The National Technical University of Athens (NTUA) has awarded an honorary doctorate in naval architecture to Professor Emeritus T. Francis Ogilvie, who came to MIT in 1982 to serve as head of the Department of Ocean Engineering and held that position until 1994. This was the first honorary degree in naval architecture ever awarded by the Greek university.
The official decree notes that "even if he did not himself build wooden ships like the great Odysseus, using axe and adze and ruler, having beforehand cut long beams, he nevertheless contrived the building of ships that fly to the winds, by which mankind is able to traverse the high seas and reach the confines of the sea."
In accepting the award, Professor Ogilvie observed that, although he has degrees in physics, aeronautics and engineering science, he had had none in naval architecture or ocean engineering, the fields in which he has worked for 45 years; he quipped that NTUA has finally legitimized his credentials.

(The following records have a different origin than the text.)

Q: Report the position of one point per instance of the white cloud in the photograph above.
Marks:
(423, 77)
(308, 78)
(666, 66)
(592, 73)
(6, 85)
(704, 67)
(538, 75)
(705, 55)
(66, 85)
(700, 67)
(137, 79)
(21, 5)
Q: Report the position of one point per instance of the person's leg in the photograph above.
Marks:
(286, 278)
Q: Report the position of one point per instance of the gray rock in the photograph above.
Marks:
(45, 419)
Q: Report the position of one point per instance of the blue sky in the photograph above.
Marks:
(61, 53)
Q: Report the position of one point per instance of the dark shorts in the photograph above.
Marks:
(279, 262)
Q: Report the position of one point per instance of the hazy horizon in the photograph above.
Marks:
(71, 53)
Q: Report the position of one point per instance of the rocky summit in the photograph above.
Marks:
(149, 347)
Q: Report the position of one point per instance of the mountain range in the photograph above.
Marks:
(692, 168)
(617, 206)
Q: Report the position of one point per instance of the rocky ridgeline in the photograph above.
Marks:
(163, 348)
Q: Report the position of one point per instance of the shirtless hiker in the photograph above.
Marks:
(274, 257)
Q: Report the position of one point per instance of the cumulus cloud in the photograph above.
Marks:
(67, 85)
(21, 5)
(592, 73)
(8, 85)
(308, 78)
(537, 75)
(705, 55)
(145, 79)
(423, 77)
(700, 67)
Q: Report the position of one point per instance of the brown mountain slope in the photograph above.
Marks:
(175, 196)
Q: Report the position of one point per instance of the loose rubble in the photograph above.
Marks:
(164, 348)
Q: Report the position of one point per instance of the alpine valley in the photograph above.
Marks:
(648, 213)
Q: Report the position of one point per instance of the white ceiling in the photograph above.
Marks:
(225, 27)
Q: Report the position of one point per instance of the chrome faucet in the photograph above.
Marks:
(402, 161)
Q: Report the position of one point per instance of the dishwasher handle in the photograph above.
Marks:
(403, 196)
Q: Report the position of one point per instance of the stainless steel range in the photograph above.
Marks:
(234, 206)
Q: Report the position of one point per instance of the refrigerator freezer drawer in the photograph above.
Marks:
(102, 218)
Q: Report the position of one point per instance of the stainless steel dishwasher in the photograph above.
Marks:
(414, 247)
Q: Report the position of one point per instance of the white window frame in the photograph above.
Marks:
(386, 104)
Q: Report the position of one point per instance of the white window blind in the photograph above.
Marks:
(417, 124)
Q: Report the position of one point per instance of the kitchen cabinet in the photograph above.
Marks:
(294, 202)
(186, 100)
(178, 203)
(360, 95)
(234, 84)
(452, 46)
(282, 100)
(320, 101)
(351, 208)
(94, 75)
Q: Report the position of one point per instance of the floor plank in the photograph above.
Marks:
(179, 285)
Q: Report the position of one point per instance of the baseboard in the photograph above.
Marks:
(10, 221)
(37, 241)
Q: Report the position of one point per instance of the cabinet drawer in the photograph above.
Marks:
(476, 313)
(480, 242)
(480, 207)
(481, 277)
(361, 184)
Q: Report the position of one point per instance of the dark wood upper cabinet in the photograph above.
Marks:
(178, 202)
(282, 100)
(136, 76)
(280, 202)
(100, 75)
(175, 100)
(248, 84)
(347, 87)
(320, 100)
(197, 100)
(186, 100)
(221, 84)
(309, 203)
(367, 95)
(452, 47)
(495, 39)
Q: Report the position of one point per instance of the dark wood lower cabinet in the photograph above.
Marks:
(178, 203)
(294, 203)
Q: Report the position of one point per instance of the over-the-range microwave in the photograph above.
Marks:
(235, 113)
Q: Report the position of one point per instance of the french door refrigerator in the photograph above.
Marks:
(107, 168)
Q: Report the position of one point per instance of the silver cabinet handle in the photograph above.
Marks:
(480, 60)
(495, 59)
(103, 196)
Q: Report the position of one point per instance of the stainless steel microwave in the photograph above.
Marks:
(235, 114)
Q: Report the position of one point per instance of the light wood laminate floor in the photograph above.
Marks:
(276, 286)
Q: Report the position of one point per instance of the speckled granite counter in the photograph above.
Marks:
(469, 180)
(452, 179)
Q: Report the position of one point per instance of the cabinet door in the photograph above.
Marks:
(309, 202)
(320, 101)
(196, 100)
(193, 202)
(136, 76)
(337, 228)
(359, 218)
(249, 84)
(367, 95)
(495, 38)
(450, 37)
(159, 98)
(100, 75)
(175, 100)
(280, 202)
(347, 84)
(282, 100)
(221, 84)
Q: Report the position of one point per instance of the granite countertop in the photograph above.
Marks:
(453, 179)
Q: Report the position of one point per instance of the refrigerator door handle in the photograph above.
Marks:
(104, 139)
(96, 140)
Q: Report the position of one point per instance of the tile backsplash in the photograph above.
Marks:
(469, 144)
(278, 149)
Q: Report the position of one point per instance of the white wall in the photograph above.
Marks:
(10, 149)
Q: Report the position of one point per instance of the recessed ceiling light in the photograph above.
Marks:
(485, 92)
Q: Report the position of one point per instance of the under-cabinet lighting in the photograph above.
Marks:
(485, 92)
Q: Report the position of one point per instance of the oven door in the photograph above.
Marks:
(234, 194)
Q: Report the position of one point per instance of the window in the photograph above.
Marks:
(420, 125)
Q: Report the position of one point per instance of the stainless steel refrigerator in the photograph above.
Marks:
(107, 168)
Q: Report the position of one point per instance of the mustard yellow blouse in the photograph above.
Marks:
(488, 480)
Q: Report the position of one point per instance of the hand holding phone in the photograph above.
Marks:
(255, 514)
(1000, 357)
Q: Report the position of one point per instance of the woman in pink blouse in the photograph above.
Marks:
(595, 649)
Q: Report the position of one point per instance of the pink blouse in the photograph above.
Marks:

Lenhard L. Ng, a graduate student in mathematics, has received an Honorable Mention by the committee awarding the AMS-MAA-SIAM Frank and Brennie Morgan Prize for outstanding research in mathematics by an undergraduate. Mr. Ng received recognition for his undergraduate work at Harvard. Established last year, the prize is awarded by the Mathematical Association of America, the Society for Industrial and Applied Mathematics and the American Mathematical Society, which promote mathematics education, scholarship, research and applications.
"There is no question that Lenny Ng is one of our most remarkable young mathematicians," the prize committee said. He was cited for his work in graph theory-some of which he did when he was 17-and work in quantum mechanics, group theory and probability.
A version of this article appeared in the November 20, 1996 issue of MIT Tech Talk (Volume 41, Number 12).